How I created a classifier to determine the potential popularity of a song.

A tool that helps musicians succeed.

According to my perspective I saw many musicians, may it be a band or an individual, do not achieve their desired status in the society in terms of popularity while few dominate the music industry.Therefore, my efforts were to develop a system where each music enthusiast who is interested in displaying their unique talent via song(s) receives the ability to assess the potential popularity they are likely to receive from the audience.

The popularity is linked to a rating which depends on music audience preference.There will be three rating classes which will be labelled as excellent ,moderate and poor. Therefore a higher rating(excellent) suggest a popularity similar to other highly rated songs among music audience and vice versa.while the moderate hold tracks in between the above two.

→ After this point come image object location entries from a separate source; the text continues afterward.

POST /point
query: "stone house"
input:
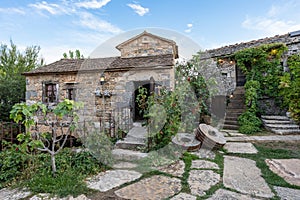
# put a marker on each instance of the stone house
(109, 86)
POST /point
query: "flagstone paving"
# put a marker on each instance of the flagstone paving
(184, 196)
(222, 194)
(156, 187)
(175, 169)
(241, 174)
(111, 179)
(204, 164)
(124, 165)
(289, 169)
(204, 153)
(240, 147)
(287, 193)
(202, 180)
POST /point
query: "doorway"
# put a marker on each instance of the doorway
(138, 114)
(240, 77)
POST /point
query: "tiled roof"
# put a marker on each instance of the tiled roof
(231, 49)
(110, 63)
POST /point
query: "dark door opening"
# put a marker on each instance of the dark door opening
(240, 77)
(138, 113)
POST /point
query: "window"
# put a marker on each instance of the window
(50, 92)
(70, 90)
(71, 94)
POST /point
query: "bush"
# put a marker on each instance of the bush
(12, 163)
(249, 123)
(34, 171)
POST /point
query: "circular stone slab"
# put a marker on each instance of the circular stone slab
(210, 136)
(187, 141)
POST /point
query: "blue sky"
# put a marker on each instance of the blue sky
(59, 25)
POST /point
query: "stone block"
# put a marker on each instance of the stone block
(242, 175)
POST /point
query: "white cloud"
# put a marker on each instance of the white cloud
(280, 19)
(189, 28)
(90, 21)
(93, 4)
(12, 11)
(52, 8)
(271, 26)
(141, 11)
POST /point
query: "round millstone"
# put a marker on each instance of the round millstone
(210, 136)
(186, 141)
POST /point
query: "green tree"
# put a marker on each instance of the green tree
(71, 55)
(62, 120)
(12, 83)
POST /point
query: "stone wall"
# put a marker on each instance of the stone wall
(121, 86)
(34, 85)
(228, 67)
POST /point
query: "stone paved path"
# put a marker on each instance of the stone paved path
(156, 187)
(239, 175)
(240, 147)
(270, 138)
(111, 179)
(242, 175)
(289, 169)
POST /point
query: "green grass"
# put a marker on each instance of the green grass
(278, 150)
(64, 184)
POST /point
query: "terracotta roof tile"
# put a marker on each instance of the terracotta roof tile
(110, 63)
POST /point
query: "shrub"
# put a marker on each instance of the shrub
(249, 123)
(12, 163)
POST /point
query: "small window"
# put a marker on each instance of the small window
(71, 94)
(50, 93)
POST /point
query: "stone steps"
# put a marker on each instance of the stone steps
(231, 122)
(230, 127)
(135, 139)
(127, 155)
(280, 125)
(130, 144)
(234, 109)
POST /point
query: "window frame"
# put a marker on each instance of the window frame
(46, 97)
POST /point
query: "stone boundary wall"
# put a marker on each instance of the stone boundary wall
(293, 44)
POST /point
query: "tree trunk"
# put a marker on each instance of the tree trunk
(53, 164)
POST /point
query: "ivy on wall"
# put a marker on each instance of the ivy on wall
(263, 64)
(263, 68)
(290, 87)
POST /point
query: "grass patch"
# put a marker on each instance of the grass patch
(36, 175)
(272, 151)
(64, 184)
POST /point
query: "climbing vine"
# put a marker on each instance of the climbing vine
(290, 87)
(263, 68)
(168, 112)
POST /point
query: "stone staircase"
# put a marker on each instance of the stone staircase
(234, 109)
(280, 125)
(128, 149)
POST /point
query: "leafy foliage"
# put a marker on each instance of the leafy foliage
(263, 64)
(290, 87)
(179, 110)
(35, 173)
(63, 115)
(262, 67)
(12, 64)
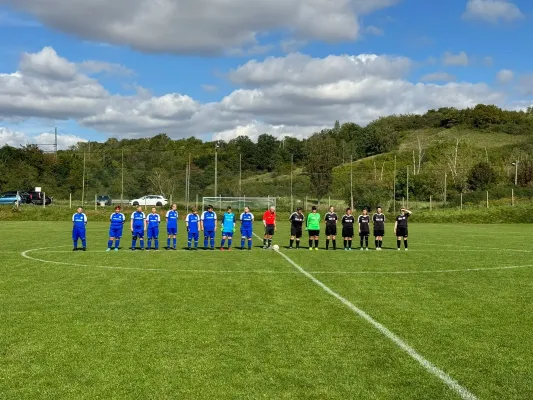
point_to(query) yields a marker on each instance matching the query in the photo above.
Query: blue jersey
(153, 220)
(193, 221)
(228, 222)
(172, 219)
(138, 219)
(209, 219)
(117, 220)
(79, 220)
(247, 220)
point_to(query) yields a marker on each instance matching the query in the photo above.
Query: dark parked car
(37, 198)
(104, 199)
(24, 196)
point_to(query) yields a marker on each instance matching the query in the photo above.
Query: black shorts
(269, 230)
(331, 230)
(347, 231)
(401, 232)
(296, 231)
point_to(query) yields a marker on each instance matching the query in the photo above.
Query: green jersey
(313, 222)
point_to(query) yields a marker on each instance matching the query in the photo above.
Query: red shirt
(269, 218)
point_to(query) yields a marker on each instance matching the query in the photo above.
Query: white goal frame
(238, 203)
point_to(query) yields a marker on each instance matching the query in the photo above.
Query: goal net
(238, 203)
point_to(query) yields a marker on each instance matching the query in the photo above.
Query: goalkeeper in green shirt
(312, 224)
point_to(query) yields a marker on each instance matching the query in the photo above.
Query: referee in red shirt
(269, 221)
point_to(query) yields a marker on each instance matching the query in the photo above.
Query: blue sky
(203, 73)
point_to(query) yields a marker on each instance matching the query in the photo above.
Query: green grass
(171, 325)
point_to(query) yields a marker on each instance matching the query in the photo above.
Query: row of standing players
(207, 223)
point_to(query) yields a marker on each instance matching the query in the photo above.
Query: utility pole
(292, 161)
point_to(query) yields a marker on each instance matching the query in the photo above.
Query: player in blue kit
(79, 221)
(172, 226)
(228, 228)
(138, 226)
(247, 223)
(152, 222)
(117, 220)
(208, 224)
(192, 221)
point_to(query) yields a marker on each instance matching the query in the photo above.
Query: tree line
(160, 165)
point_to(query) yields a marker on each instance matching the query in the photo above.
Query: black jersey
(297, 219)
(331, 219)
(402, 220)
(364, 223)
(348, 221)
(379, 222)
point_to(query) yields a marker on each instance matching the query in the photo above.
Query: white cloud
(200, 26)
(526, 84)
(95, 67)
(440, 76)
(374, 30)
(209, 88)
(492, 11)
(504, 76)
(49, 86)
(298, 68)
(460, 59)
(296, 95)
(15, 138)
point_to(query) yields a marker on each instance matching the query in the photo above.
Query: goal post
(238, 203)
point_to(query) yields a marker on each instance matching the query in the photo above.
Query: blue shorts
(139, 232)
(153, 232)
(115, 232)
(246, 232)
(78, 233)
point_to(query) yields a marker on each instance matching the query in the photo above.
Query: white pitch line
(25, 255)
(430, 367)
(437, 271)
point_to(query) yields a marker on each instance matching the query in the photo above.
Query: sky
(219, 69)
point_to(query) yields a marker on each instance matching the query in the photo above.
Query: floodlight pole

Tensorflow- a popular machine learning library

Pandas — a data handling and manipulation library for python

Librosa -a music and audio analysis tool

scikit-learn- another machine learning library(a high-level API)

numpy- a handy tool for performing matrix(2d arrays) operations efficiently

os-handling file system related operations

CatBoost-a library that facilitates the implementation of boosted trees with less over-fitting

XGBoost- a gradient boosting algorithm

We will need a dataset to work with which we need to hand craft as I will be using Sinhala songs since Sinahala is my native language as well as there’s less research done based on those .currently there is no dataset to be found pertaining to a Sinhala songs.Thus the need for creating one.our task will be a classification task which adopts a supervised learning approach.We will be primarily focusing on neural networks as our classification algorithm .To be specific we will be using a multi layer neural network implemented using tensorflow.We will also be laying down a comparison of the results obtained by using many techniques under the results section.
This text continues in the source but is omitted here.